Relax, It’s FridaySubmitted by Atlas Indicators Investment Advisors on April 27th, 2023
Stress is endemic in the American culture. For generations now, we’ve defined ourselves and frankly our value on the type of work we do and how many hours we spend doing it. Other exogenous stresses influence us from time to time and the medical profession doesn’t seem to think it is all that healthy at the individual level. Serious health consequences can arise if it is not managed.
Beyond the individual experience, stress is rising in the American economy. Take the banking dust up last month for instance. Seemingly out of nowhere, the second and third largest bank failures in American history cropped up. As if the system didn’t have enough, Congress is going back and forth on the debt ceiling debate.

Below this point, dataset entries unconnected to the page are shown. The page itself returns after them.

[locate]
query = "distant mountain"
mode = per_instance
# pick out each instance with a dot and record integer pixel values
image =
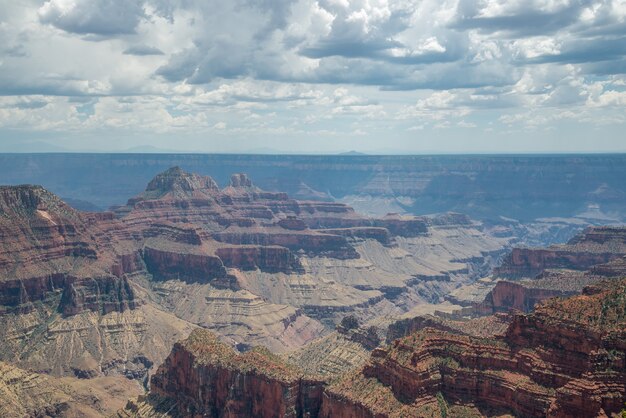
(28, 146)
(355, 153)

Economic tensions and pressures are often expressed in marketplaces. For example, credit card balances have reached an all-time high according to this CNBC article, surpassing the peak during the Great Financial Crisis. Furthermore, credit card delinquencies are climbing; in other words, the percent of cards with payments at least 90 days late stands at 5.32 percent, up from just 0.16 percent in the prior quarter. Those issued to cardholders aged 18-39 have a higher-than-average delinquency rate.
Embracing practices to enhance relaxation and senses of wellbeing are often helpful in periods of stress. For instance, getting enough rest and eating healthy diet come to mind. But what does an economy do? Individuals might get relief quickly by taking breaks from work or reconnecting with friends and family, but nations don’t seem to have an analog for visualizing its calm space. Perhaps a new line of social science is needed; Atlas would like to suggest the title E-Koan-omics.